A commercial building that can’t be leased, sold, or mortgaged because it fails minimum energy standards is, functionally, a stranded asset. This risk is real and growing — financiers and insurers are already factoring it in.


What Needs to Be Done

The path from “my building might not comply” to “my building is ready” follows a consistent sequence:

1. Know your starting point

Get a BER certificate for your commercial building if you don’t have a recent one. This tells you your current rating and where you sit relative to likely EPBD thresholds.

2. Get an energy audit

A commercial energy audit goes beyond the BER to identify specific measures, costs, and savings. The audit report becomes your upgrade roadmap and your grant application evidence.

3. Implement in phases

Start with the measures that deliver the biggest improvement for the lowest cost:

PriorityTypical MeasuresPayback
Immediate (no/low cost)Heating schedule optimisation, standby reduction0–6 months
Quick wins (low capital)LED lighting with controls12–18 months
Medium-term (moderate capital)Heating controls, building management systems18–36 months
Longer-term (higher capital)Building fabric, heating system replacement3–7 years

4. Access funding

5. Monitor and maintain

Energy monitoring ensures your upgrades deliver the expected savings and that performance doesn’t drift over time. This is also evidence of ongoing compliance.


Sectors Most Affected

Not all commercial buildings face the same challenge:

Retail

Older retail units with poor insulation and old lighting are likely to be in the first tranche of buildings requiring upgrades. The good news: retail energy efficiency measures have short payback periods.

Offices

Pre-2000 office buildings with single-glazing, poor insulation, and old heating systems face the biggest gap to compliance.
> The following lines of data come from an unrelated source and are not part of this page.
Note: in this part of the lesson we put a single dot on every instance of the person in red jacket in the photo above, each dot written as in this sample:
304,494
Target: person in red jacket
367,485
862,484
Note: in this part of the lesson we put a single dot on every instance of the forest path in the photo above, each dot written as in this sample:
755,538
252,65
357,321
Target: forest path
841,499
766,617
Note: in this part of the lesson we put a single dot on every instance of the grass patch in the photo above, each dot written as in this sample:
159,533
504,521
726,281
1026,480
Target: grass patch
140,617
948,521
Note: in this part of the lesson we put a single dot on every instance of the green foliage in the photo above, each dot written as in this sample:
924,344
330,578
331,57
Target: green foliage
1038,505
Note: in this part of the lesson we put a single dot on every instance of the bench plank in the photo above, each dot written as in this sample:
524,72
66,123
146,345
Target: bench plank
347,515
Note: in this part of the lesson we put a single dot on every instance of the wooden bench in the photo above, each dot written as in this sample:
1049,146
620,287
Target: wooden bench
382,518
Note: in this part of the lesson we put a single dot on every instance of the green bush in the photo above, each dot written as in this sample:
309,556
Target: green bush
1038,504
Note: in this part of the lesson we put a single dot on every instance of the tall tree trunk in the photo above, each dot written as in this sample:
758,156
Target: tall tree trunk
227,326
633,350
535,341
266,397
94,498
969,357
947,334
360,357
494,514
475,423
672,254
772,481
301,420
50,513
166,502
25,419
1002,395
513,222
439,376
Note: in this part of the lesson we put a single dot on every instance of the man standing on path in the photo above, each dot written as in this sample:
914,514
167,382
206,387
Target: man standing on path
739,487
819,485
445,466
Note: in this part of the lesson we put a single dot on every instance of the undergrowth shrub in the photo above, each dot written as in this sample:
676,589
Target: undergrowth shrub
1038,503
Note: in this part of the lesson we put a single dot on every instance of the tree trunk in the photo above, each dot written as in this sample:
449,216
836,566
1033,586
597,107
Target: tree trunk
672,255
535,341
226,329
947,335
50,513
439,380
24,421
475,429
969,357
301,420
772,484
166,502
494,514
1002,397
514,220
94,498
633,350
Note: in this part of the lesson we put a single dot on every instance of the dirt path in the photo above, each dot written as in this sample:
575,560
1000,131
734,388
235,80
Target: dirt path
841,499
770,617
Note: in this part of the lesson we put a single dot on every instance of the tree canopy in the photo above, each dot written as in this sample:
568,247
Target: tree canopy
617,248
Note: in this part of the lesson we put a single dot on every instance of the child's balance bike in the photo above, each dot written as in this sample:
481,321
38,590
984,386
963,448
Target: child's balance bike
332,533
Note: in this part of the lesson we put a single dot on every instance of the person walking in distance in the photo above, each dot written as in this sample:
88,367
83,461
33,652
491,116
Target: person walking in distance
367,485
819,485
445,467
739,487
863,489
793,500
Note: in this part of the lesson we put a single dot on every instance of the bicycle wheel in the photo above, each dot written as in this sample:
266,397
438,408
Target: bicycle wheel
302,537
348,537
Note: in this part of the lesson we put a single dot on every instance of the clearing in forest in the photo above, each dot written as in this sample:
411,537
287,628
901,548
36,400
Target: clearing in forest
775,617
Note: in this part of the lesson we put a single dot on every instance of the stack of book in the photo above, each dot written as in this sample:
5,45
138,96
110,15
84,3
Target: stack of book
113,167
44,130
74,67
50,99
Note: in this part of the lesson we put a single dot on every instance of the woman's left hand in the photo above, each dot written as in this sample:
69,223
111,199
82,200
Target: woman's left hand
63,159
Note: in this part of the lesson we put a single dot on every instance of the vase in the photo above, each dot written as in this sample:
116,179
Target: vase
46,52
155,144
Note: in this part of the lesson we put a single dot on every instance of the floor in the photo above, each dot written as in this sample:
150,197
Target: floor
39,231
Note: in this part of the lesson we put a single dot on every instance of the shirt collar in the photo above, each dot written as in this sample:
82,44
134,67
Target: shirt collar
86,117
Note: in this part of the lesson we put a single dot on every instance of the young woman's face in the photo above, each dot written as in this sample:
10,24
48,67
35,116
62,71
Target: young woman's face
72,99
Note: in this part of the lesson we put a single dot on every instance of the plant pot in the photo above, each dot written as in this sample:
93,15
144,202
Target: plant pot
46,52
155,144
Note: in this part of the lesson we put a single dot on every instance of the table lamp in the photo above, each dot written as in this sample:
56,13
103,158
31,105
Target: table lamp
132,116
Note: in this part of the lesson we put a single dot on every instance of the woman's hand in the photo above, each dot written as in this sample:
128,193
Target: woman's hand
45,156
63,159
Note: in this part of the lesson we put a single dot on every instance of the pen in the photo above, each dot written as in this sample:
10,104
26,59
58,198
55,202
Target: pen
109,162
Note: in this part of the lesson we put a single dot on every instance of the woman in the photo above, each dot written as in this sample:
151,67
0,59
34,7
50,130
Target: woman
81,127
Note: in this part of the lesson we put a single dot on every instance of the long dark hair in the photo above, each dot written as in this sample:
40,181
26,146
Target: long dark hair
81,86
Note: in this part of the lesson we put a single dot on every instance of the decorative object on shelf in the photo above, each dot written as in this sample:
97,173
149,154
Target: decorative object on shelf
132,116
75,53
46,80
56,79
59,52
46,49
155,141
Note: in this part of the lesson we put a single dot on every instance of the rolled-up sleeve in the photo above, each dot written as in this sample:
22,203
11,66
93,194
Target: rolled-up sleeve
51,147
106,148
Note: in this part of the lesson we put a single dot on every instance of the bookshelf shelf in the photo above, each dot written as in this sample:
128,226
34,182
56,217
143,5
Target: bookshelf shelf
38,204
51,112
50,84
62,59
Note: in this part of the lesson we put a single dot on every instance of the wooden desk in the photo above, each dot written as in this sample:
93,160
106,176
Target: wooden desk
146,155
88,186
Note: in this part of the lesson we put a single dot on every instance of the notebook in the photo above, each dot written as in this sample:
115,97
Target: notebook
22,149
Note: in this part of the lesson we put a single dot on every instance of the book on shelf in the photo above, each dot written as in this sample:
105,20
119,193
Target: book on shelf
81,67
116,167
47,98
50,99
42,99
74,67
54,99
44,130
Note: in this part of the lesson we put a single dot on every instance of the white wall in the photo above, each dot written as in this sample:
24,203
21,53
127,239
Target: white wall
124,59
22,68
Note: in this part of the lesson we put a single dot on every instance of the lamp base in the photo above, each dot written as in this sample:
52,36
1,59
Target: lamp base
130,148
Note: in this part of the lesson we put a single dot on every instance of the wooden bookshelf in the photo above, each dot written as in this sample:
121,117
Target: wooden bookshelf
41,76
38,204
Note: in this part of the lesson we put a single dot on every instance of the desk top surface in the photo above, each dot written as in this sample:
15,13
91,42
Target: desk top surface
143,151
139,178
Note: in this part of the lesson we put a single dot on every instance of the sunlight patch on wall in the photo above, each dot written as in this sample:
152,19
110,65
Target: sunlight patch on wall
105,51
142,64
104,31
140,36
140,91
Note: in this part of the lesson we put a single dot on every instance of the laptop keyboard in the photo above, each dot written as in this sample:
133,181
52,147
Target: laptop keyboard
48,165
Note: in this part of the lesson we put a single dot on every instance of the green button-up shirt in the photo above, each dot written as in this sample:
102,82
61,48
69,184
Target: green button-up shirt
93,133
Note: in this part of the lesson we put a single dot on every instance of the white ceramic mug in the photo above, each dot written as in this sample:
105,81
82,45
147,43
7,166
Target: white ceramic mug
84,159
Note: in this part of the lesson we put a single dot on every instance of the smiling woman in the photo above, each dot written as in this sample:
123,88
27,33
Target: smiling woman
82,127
Post-2010 offices built to Part L standards are generally better positioned.

Hotels and hospitality

High energy intensity makes hotels both the most affected and the most rewarded by efficiency improvements. Energy upgrades that would take years to pay back in a low-energy building can pay back in 2–3 years in a hotel.


Next Steps

  1. Get a BER certificate for your commercial building if you don’t have one
  2. Book a commercial energy audit to understand what upgrades are needed and what they’ll cost
  3. Read the SEAI grants guide to understand available funding
  4. Plan your upgrade phasing — start early, implement in stages, use grants while they’re available

The EPBD is coming. The question isn’t whether to act — it’s whether to act on your timeline or be forced to act on a regulator’s timeline. Early movers have more options, lower costs, and better outcomes.


The EPBD recast represents the most significant change to commercial building energy requirements in Ireland’s history. While exact Irish implementation details are still being finalised, the direction is clear: minimum energy performance standards are coming for all commercial buildings. The businesses that prepare now will face the lowest costs and the least disruption.